The Washington Times - January 1, 2009, 12:22PM

Got to thinking during yesterday’s travels just how enjoyable a game the Humanitarian Bowl actually was.


There was plenty of offense, plenty of unpredictability and plenty of subplots worth trying to wedge into the coverage.

It’s always much more fun as a writer to have plenty of material, and that afternoon sure provided it.

That’s unlike some other games, which were thoroughly uncompelling.

So  how about a ranking of Maryland‘s 13 games in terms of general watchability? This takes into account the quality of play, the intriguing stories within the game, the general level of surprise at the result and the intangible “will I remember details of this thing in five years” element.

Close games are obviously higher (in general), since blowouts tend to turn into snoozefests. That would explain why so many of Maryland’s wins are near the top of the list.

OK, here goes, and feel free to disagree with an e-mail for mailbag use:

1. Maryland 42, Nevada 35: Just a fun game in general. A kickoff return for a score, curfew violation-related suspensions, one of those suspended players having a career game in a half, quality work from both lines, an opponent that could score in an instant and a big, shiny trophy to display in the team house. A wild, wild game.

2. Middle Tennessee 24, Maryland 14: The Mortification in Murfreesboro wasn’t as bad in retrospect, but it was still a jaw-dropping moment for a Terps team that entertained much bigger dreams than losing to a Sun Belt team. …

3. Maryland 35, California 27: … Yet a week later, the Terps throttled Cal for three quarters. It was another unpredictable moment for Maryland, though pretty much everything after this rated as less of a surprise simply because of the ingrained inconsistency.

4. Maryland 27, N.C. State 24: Obi Egekeze kicked the winning field goal in the final 10 seconds after a well-executed two-minute drill. Chris Turner’s pass to Davin Meggett to get the Terps into the red zone was one of the season’s most memorable plays.

5. Maryland 20, Clemson 17: This happened back when Clemson was supposed to win the ACC, and it came after an ugly first half. Three months later, I’m still not sure exactly how the Tigers lost this game.

6. Maryland 17, North Carolina 15: Another game decided in the fourth quarter, though it was sort of blah at points. Still, it was close, and that keeps it in the top half.

7. Virginia 31, Maryland 0: The Cavaliers looked as good as dead coming into this game, and then proceeded to disembowel the Terps. There’s a good case to be made this was Maryland’s worst game of the season, and it was a reality check that the Terps would be uneven throughout the year despite the September defeats of California and Clemson.

8. Maryland 26, Wake Forest 0: After a bye week, the Terps dominated the then-ranked Demon Deacons at Byrd Stadium. Maryland’s passing attack picked apart the staunch Wake Forest secondary, which rated as a surprise at the time.

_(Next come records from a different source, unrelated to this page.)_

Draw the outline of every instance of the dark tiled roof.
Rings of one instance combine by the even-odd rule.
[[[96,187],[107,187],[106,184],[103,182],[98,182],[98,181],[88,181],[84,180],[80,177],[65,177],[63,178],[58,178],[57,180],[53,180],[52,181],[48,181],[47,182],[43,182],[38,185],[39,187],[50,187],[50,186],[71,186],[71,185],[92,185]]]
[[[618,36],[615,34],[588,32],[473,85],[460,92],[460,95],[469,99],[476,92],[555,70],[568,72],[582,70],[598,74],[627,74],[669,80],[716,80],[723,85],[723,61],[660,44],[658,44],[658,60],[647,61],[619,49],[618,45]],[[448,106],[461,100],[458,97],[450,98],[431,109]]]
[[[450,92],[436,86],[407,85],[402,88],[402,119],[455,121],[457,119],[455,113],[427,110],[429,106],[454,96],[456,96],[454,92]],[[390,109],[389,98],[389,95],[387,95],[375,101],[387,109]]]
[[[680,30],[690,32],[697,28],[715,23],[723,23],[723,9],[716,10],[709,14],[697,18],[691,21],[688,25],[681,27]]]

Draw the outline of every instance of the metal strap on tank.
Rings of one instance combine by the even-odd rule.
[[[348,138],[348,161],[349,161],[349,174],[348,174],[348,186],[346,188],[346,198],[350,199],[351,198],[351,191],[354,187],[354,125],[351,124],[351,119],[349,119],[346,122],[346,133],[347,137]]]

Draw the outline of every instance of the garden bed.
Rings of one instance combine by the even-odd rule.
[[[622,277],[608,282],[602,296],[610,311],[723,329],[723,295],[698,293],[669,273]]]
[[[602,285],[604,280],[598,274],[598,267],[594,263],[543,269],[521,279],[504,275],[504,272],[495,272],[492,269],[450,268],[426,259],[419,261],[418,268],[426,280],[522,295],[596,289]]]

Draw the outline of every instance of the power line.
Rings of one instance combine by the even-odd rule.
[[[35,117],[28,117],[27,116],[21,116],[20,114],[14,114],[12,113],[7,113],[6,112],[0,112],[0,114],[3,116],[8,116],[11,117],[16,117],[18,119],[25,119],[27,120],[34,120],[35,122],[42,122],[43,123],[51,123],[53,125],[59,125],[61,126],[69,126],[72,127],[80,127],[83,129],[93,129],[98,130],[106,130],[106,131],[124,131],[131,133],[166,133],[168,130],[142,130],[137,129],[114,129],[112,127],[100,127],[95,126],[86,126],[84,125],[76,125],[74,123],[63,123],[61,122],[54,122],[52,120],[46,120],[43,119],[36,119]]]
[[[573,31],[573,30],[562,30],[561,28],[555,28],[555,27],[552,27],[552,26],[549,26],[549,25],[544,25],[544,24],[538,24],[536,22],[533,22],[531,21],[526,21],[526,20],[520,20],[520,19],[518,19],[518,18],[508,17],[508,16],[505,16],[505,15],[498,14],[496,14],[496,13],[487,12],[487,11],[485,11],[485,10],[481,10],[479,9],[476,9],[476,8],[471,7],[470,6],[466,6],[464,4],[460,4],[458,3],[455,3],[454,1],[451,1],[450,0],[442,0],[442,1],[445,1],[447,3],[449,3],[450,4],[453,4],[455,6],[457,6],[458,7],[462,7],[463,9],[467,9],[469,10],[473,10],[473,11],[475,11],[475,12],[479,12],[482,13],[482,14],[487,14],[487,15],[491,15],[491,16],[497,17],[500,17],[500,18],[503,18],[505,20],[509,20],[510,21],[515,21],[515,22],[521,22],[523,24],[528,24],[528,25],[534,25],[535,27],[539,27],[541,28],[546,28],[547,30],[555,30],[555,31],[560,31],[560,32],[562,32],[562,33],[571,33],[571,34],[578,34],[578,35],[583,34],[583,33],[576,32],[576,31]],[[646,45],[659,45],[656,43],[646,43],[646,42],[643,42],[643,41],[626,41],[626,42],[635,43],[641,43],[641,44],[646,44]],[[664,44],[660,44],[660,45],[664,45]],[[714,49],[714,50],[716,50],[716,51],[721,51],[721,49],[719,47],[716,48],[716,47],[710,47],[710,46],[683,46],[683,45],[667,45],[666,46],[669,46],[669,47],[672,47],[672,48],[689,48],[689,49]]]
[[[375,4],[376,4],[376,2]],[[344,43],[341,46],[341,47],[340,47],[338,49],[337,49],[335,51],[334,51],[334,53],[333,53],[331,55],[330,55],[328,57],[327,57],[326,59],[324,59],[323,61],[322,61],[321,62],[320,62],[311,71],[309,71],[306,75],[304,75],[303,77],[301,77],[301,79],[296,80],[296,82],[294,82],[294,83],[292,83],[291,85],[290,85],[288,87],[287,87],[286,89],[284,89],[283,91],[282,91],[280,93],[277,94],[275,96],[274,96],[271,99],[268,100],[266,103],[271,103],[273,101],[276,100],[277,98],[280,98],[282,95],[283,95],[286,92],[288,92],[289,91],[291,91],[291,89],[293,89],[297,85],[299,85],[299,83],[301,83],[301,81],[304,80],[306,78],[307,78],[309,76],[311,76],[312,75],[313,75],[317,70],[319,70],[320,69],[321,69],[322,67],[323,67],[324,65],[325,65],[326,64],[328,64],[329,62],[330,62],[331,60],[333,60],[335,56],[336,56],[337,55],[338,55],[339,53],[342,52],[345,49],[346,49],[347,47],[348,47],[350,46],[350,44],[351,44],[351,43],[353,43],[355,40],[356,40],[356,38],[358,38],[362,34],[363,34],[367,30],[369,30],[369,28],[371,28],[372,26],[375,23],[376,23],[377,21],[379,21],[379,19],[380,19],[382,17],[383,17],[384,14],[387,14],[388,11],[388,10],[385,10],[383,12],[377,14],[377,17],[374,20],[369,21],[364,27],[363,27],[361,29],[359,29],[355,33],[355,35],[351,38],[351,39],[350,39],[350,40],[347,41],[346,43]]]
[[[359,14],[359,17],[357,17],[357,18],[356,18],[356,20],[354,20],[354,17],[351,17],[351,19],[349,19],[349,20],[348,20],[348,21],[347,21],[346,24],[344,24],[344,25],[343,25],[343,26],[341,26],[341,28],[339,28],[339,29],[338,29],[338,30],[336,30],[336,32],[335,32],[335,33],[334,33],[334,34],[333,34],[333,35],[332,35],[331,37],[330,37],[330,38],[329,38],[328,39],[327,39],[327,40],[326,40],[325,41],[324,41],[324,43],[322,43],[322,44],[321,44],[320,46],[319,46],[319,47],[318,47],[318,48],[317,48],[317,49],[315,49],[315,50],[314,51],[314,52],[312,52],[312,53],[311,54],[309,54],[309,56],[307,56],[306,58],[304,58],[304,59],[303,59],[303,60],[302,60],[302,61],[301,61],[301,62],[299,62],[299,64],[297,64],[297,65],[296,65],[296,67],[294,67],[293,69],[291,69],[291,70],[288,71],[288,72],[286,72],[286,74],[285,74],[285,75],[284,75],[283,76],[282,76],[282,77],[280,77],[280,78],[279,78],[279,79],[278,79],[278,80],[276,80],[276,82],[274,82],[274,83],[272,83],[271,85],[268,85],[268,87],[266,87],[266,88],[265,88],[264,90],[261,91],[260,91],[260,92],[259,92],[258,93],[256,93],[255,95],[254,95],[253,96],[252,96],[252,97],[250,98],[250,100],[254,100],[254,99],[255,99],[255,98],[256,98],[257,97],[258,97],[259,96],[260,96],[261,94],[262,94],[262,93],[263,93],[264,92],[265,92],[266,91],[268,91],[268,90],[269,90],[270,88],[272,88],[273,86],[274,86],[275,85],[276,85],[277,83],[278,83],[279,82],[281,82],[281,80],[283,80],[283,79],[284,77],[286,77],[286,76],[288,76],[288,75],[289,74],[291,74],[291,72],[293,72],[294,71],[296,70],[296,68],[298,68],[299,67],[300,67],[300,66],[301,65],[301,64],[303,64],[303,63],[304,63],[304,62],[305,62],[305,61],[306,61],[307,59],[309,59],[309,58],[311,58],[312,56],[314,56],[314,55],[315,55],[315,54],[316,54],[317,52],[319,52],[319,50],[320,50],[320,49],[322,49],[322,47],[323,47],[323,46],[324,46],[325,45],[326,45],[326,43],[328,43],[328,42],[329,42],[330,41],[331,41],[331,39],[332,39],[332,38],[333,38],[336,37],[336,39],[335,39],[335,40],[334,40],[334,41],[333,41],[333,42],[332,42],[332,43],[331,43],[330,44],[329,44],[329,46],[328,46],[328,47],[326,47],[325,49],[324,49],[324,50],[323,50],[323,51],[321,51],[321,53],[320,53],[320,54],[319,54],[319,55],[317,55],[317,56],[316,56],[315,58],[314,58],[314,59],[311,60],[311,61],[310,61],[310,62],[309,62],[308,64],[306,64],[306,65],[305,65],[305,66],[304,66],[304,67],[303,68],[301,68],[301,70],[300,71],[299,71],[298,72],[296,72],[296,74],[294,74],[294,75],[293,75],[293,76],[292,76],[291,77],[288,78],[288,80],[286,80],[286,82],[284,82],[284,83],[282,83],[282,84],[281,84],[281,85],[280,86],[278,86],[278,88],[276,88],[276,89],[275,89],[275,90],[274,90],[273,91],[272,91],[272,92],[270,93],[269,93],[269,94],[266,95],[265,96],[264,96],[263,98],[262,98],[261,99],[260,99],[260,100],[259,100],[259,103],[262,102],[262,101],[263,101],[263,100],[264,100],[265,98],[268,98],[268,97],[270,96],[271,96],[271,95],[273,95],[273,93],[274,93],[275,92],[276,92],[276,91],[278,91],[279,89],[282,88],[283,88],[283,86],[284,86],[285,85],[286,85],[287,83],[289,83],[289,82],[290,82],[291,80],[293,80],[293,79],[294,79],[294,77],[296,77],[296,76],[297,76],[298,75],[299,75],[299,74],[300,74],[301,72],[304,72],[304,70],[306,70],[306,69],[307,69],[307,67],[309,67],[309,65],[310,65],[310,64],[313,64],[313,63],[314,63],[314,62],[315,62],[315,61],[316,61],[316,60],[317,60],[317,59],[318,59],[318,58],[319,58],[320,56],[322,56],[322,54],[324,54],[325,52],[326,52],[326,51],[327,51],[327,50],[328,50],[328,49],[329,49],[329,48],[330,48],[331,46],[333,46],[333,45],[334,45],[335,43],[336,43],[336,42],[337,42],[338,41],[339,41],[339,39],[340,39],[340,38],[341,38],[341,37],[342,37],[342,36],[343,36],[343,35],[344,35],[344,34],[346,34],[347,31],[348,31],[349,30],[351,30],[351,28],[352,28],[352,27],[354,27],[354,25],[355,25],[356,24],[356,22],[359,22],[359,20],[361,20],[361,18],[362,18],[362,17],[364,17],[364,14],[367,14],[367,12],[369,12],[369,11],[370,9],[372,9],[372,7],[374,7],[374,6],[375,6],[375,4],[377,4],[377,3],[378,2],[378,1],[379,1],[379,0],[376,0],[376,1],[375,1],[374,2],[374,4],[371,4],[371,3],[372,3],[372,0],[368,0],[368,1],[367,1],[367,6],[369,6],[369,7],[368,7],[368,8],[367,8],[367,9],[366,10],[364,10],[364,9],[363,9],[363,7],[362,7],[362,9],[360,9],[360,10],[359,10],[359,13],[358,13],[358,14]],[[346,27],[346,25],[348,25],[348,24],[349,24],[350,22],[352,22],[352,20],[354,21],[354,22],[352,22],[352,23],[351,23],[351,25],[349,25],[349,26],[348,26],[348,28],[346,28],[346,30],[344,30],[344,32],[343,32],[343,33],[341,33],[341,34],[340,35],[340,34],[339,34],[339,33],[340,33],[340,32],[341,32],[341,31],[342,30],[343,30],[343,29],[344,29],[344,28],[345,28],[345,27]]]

9. Florida State 37, Maryland 3: The stakes were high, and the game was lopsided. This game had meaning, but it sure didn’t seem like Maryland believed it as it was run out of its home stadium on Senior Night.

10. Boston College 28, Maryland 21: The Terps didn’t have much to play for. Well, other than avoiding a trip to Boise. Sure, it was closer than the Florida State game, but Boston College seemed like it was in control most of the game.

11. Virginia Tech 23, Maryland 13: Really, this was just a plodding game. Darren Evans was phenomenal, and Maryland’s running game was downright terrible. But it felt like a house money game for the Terps coming in, and even a loss at that juncture didn’t seem that harmful.

12. Maryland 14, Delaware 7: This was the start (and the end, as it turned out) of the Jordan Steffy Era, Version 2.0. But the Terps’ offense was unremarkable once inside the 30, and Delaware turned out to be a sub-.500 Division I-AA team. Would have been last without the quarterback subplot.

13. Maryland 51, Eastern Michigan 24: Morgan Green and Josh Portis scored their first career touchdowns, and Adrian Moten got hurt coming down on his wrist while making an interception. So it’s not like nothing happened. But overall, this was exactly the sort of yawner you expect when you shell out a ton of money for one of major college football’s worst programs to come to your stadium.